After a strong push from Sen. John McCain's allies, the war in Iraq has moved back to center stage in the presidential election, with McCain attacking Sen. Barack Obama for making up his mind about the war without visiting the war zone and Obama charging that McCain has yet to learn the lessons of President Bush's mistakes.

"The next commander in chief is going to have to make decisions that will either lead to peace and security in Iraq or chaos and conflict," said Alex Conant, a spokesman for the Republican National Committee, sounding a theme that Republicans have pushed all week. "The voters need to know how the candidates will make that decision. And the fact that there are 2-year-old Iraqi children who weren't born the last time Obama was in their country raises questions about what he is making his decisions on."

Obama aides said yesterday that the senator from Illinois is now considering a trip to Iraq as part of a long-deferred foreign tour. But they made it clear that he intends to assess how best to withdraw U.S. forces, not to reconsider whether they should be withdrawn.
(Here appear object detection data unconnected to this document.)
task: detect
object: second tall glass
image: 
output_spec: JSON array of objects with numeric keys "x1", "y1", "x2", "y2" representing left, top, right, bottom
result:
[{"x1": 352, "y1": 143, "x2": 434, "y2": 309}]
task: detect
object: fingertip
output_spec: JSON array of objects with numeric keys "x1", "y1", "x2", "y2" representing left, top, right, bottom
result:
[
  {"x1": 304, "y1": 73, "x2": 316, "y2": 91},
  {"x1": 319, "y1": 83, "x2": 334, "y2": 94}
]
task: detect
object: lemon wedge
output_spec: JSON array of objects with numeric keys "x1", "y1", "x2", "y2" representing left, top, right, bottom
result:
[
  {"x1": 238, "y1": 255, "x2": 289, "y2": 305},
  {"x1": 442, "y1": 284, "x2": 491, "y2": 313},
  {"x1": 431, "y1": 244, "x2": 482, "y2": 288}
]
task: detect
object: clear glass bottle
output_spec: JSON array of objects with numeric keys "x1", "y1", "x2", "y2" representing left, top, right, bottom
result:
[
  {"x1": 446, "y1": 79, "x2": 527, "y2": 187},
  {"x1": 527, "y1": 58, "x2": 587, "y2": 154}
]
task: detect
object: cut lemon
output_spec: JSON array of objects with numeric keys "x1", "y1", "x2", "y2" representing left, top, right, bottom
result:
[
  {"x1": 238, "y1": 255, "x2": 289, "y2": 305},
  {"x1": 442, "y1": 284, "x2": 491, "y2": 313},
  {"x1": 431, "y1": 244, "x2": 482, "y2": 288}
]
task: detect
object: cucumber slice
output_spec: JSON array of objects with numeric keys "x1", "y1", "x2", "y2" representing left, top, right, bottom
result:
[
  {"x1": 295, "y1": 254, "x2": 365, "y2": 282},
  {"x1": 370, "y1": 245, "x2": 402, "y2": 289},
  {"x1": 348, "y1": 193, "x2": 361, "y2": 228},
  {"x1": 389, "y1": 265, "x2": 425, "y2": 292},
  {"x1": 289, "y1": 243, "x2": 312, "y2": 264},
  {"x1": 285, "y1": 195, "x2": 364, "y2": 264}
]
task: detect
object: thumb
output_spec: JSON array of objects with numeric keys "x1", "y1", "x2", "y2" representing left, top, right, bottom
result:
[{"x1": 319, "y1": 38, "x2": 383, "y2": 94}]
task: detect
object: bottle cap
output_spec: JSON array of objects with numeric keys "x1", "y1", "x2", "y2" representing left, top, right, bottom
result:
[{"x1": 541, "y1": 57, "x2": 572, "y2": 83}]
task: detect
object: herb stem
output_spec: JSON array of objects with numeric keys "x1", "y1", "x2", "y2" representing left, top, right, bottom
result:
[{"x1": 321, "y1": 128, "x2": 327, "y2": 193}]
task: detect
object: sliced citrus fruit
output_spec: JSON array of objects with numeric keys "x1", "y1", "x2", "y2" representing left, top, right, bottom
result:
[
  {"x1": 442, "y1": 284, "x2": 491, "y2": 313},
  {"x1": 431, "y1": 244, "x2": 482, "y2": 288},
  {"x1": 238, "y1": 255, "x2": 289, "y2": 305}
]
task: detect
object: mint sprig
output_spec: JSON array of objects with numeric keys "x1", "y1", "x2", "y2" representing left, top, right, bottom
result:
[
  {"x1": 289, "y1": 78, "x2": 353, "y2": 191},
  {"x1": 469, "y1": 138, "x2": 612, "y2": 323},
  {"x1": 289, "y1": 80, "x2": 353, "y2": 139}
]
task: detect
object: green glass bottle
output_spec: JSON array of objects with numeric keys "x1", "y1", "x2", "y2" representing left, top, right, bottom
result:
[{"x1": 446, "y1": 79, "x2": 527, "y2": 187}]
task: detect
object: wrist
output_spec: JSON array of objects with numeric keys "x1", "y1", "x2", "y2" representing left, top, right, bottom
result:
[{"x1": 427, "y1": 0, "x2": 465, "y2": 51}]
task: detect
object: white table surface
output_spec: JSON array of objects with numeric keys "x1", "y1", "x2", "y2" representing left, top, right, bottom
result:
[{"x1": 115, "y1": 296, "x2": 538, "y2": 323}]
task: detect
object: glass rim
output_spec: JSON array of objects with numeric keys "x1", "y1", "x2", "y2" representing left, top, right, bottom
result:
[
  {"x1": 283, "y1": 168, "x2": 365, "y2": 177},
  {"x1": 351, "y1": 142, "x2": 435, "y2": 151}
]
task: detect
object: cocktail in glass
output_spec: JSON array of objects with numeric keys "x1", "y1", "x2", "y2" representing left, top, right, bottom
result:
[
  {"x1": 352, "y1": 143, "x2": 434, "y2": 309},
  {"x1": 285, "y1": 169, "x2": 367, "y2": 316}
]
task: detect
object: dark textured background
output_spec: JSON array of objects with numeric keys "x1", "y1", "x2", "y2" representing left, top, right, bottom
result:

And they responded that none of McCain's trips to Iraq has been illuminating enough to dislodge his commitment to Bush's war policies.

"For all the travel that he's done, what we're looking at is John McCain wanting to double down on George Bush's foreign policy, to leave our troops there for 100 years instead of putting pressure on the Iraqis to come to some sort of political reconciliation," said Obama communications director Robert Gibbs.

Both campaigns think the Iraq debate will work to their advantage. McCain and the Republican Party will use it to paint their likely general-election opponent as a foreign policy naif, too weak to defend the country. Obama and his Democratic allies will turn the war into a proxy for their efforts to portray a McCain victory as a third Bush term.

But new public opinion polling suggests the war is more a wild card than a slam dunk for either side. While voters still see the invasion of Iraq as a mistake, they are divided about the current course of the war and where to go from here. McCain continues to be favored as the candidate most trusted on the issue -- albeit with a statistically insignificant edge. But most Americans favor Obama's central position, withdrawing combat forces.

"What's surprising to me is that a Republican is doing better than a Democrat on this issue at all," said Andrew Kohut, president of the Pew Research Center for the People and the Press, which released a new national poll on the election yesterday. "That really says something about the lingering doubts and concerns voters have with Obama."

Republican strategists think the fight over Iraq may be the strongest ground for McCain to fight on. If nothing else, it pulls the campaign away from the domestic issues that voters want addressed but which favor the Democrats.

The Pew poll found McCain and Obama to be in a virtual tie over which candidate would do a better job handling the war, with 46 percent favoring McCain and 43 percent siding with Obama. That deadlock comes despite Pew polling last month that found that 56 percent favor withdrawing U.S. troops either immediately or over the next year or two.

"There's one candidate that believes we have to bring the war to a careful, responsible end and another who believes we ought to park ourselves there for another 100 years," Gibbs said. "We think Senator McCain is just wrong."

McCain's current edge on the issue is far tighter than the lead of 50 percent to 38 percent that he held in April, but the war is clearly better territory for him than any domestic issue. Obama holds clear advantages on the economy, energy and health care and has a narrow 47-44 lead overall.

"I think he's very susceptible to the question of whether he is indeed in touch with what's going on on the ground, whether he is aware of the implications of defeat in Iraq," said Pete Hegseth, an Iraq war veteran and chairman of Veterans for Freedom, an independent group whose Internet advertisements last weekend began goading Obama to visit the country.